In another instance, a Sept. 8 email from a Spanish teacher to the school counselor talks about a school assignment in which Crumbley allegedly wrote that he felt “terrible” and that his family “was a mistake,” Johnson said Thursday.
Although the school counselor was made aware of this case, the counselor never spoke to Crumbley, Johnson alleged.
Weeks later, a teacher emailed the school counselor on Nov. 10 raising concerns about Crumbley, saying he was going through a tough time and might need to speak to the counselor, a Johnson alleged.
The counselor said in his deposition that he went down to Crumbley’s classroom and asked him to come out into the hallway. The counselor then allegedly told Crumbley that if he was going through a difficult time, the counselor was available to talk to him. Crumbley reportedly responded “okay,” according to Johnson.
Johnson criticized the adviser’s actions, saying more needed to be done and that the adviser should follow up with Crumbley, given that this was the second time concerning behavior had been reported to the adviser. According to Johnson, another email discovered was sent by a teacher to the dean of students and another school official, telling them that Crumbley had been seen in class looking at pictures of balls on his cell phone. . The teacher then reviewed some of Crumbley’s earlier work completed earlier in the year and said he “leans a bit towards the violent side,” Johnson claims in the email.
Parents of Tate Myre, Justin Shilling and Keegan Gregory, all victims of the shooting, were present at the press conference with Johnson and criticized the school board’s lack of transparency in the months following the shooting, saying its members should resign. Its chairman resigned last week after months of backlash.

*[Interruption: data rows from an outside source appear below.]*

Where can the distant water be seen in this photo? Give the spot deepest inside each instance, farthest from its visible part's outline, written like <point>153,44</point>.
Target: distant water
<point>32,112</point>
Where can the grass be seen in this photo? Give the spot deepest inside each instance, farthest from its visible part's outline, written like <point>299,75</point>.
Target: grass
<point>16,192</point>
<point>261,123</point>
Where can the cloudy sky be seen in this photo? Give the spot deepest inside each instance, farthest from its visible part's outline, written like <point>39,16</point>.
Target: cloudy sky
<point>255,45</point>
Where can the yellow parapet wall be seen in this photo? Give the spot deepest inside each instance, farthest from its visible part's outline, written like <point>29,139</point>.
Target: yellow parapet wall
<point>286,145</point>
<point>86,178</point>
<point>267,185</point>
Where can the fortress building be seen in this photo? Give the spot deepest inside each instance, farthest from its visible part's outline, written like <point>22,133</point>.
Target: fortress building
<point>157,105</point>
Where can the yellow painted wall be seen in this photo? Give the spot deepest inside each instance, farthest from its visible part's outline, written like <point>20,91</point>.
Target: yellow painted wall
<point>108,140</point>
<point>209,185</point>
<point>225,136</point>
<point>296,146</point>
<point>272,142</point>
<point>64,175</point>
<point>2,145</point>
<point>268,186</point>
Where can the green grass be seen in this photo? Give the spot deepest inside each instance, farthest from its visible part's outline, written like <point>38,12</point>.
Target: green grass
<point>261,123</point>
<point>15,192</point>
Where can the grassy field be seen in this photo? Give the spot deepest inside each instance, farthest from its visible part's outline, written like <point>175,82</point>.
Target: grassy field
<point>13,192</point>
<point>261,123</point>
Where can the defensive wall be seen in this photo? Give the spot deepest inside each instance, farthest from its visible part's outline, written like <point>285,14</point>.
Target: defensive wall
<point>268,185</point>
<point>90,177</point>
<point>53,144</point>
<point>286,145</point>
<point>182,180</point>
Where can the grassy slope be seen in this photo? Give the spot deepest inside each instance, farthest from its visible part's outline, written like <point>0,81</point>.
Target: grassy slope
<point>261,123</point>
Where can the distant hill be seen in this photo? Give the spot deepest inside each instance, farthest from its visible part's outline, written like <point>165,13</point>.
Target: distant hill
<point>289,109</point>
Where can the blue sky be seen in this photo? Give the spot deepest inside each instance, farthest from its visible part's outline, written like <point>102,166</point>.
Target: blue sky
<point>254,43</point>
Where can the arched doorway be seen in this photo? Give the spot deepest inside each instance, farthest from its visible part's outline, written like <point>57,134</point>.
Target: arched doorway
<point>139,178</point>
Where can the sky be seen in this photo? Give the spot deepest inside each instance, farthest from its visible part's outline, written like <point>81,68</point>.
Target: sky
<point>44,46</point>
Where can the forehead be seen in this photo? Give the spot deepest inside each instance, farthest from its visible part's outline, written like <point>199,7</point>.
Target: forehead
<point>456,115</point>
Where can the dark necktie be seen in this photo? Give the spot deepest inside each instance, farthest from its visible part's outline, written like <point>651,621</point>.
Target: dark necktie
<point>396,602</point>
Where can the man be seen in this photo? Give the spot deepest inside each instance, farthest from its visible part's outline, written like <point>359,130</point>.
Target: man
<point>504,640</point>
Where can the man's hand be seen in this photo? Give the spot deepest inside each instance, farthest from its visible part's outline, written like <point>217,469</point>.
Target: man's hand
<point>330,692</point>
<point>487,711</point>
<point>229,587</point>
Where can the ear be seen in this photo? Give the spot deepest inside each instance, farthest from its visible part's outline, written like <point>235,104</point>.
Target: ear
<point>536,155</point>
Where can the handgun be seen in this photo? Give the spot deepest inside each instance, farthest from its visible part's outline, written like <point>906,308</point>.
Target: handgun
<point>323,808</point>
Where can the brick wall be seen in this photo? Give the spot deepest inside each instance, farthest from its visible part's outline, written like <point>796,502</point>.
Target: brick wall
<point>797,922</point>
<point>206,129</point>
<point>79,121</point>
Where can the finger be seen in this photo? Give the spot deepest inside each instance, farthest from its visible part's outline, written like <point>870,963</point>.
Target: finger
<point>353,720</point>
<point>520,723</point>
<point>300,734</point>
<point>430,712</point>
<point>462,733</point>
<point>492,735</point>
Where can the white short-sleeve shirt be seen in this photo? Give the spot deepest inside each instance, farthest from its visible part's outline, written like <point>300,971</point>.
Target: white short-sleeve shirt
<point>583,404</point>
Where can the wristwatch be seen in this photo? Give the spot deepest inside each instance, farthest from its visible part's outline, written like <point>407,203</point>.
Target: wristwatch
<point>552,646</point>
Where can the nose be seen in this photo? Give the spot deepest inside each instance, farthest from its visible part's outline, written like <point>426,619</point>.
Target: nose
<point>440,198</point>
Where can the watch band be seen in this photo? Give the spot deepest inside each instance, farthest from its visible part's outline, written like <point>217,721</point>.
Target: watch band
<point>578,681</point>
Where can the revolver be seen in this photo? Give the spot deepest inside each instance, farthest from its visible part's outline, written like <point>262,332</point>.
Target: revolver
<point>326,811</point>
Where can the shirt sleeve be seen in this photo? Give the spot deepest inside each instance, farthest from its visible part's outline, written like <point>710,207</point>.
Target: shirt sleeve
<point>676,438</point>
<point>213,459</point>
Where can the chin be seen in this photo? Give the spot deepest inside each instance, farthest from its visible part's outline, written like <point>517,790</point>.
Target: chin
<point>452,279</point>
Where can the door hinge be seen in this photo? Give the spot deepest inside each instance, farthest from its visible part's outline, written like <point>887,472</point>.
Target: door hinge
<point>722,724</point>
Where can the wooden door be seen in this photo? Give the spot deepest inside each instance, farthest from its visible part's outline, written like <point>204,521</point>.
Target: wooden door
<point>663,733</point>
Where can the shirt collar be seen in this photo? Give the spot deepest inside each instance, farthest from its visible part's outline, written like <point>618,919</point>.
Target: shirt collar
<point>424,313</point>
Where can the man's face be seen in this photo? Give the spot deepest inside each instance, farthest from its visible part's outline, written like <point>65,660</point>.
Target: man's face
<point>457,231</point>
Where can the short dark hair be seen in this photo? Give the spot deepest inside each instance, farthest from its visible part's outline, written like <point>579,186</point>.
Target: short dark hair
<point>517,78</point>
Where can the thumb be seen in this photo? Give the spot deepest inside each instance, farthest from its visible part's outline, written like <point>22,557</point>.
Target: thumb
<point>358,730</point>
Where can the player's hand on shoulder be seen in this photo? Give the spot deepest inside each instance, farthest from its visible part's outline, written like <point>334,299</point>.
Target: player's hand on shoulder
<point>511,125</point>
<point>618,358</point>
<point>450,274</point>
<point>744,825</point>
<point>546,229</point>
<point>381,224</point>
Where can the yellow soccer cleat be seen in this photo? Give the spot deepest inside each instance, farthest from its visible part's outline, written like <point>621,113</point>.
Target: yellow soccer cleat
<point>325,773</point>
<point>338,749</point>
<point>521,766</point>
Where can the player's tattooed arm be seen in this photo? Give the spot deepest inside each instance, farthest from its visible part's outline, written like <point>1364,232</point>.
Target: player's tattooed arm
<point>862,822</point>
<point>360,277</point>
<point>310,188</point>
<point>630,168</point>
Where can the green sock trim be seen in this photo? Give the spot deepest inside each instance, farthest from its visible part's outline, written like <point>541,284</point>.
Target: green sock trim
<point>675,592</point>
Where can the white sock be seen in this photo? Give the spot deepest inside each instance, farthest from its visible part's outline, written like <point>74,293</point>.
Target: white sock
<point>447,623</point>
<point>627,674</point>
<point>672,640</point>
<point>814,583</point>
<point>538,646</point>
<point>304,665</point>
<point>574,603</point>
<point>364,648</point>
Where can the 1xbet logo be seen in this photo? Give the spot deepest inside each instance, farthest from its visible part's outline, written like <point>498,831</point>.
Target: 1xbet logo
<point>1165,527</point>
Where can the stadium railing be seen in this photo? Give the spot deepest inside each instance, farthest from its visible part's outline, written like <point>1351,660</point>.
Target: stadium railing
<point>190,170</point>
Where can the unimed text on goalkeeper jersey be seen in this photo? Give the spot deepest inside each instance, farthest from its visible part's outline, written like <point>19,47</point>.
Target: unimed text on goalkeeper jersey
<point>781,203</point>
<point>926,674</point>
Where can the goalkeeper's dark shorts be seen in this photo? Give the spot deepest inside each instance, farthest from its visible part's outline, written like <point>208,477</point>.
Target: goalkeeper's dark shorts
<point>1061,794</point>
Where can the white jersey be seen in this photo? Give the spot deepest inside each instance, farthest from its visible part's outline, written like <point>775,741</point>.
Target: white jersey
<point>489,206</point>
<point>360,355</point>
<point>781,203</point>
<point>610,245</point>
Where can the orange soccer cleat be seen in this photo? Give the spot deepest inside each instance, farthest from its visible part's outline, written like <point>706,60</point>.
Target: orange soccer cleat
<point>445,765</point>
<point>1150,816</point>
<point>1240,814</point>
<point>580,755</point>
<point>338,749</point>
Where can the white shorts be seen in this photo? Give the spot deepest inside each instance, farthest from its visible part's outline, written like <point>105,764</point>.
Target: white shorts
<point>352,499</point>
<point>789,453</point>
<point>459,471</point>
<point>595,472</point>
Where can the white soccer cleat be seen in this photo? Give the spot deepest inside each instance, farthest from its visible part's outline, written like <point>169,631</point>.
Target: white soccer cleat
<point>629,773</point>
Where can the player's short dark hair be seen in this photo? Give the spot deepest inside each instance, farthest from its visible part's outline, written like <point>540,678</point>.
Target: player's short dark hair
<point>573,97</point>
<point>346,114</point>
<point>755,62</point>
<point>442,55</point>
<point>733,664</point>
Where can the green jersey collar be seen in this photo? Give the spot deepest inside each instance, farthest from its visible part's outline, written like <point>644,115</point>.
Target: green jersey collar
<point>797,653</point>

The school board had declined several offers from the state attorney general to investigate the shooting, saying it would launch a third-party investigation as soon as civil lawsuits against the district were completed.
Separately, a Michigan judge ruled on Thursday that Ethan Crumbley will remain in the Oakland County Adult Jail, as part of a monthly procedural hearing. Crumbley’s trial was originally scheduled to start in September, but was pushed back to January 2023.
Lawyers for the Oxford Community School District did not immediately respond to ABC News’ request for comment.